We should remember the social media platforms were very willing to do the Administration’s bidding on most things. The radical left seem to be in control in the whole of the swamp and most of the boardrooms of America.
This is outcome of this decision is best discussed by a constitutional legal expert. Do you have one daily sceptic?
Hi Freddie
The American principle of “a man of standing” i.e. someone who is actually inured and so there is a case to answer (which is a principle which may of course apply elsewhere), is a key reason why the American constitution did not save its people from the overreach of covid, and also will not do so over net zero issues – when in principle it should. It can only fight a rear guard action when of course it’s too late and people have been injured.

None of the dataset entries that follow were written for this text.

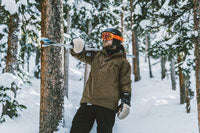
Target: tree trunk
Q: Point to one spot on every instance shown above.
(197, 54)
(87, 66)
(135, 48)
(163, 69)
(37, 61)
(187, 95)
(149, 61)
(181, 81)
(66, 68)
(173, 74)
(52, 67)
(11, 59)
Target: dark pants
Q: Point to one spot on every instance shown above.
(86, 115)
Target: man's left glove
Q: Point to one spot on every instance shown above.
(78, 45)
(124, 108)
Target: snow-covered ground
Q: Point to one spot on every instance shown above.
(155, 106)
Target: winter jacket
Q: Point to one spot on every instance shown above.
(108, 77)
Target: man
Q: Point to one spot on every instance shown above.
(109, 81)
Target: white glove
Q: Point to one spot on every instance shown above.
(123, 111)
(78, 45)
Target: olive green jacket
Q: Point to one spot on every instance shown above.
(108, 77)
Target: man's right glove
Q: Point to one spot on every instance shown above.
(78, 45)
(124, 107)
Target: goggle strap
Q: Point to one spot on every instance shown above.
(118, 37)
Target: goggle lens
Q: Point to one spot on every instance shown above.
(107, 36)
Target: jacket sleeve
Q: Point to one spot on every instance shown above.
(125, 77)
(83, 56)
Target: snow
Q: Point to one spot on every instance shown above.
(10, 5)
(155, 107)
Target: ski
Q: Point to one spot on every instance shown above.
(48, 42)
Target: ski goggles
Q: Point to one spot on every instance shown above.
(110, 36)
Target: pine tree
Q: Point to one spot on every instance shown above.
(52, 67)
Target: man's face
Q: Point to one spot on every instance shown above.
(107, 43)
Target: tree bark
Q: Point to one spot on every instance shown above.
(66, 68)
(37, 63)
(87, 66)
(163, 69)
(173, 74)
(52, 67)
(197, 54)
(11, 59)
(187, 96)
(149, 61)
(181, 81)
(135, 48)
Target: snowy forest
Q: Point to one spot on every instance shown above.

The principle skews the basis of law making in favour of the meddling progressives.
Surely any new law or action is not required to have a single man of standing. Instead new laws are based on cost benefit analysis based on your average man in the street – not some literal man of standing.
So where the defence of a constitution is concerned the same principle should apply. If the Government or someone were to do such and such it would likely undermine people’s constitutional rights.
Until we get ‘constitutional court systems’ which can actively defend constitutions based on principle rather than waiting for someone to be injured and then them being able to afford to stand up to a government in court, injustice will continue to reign.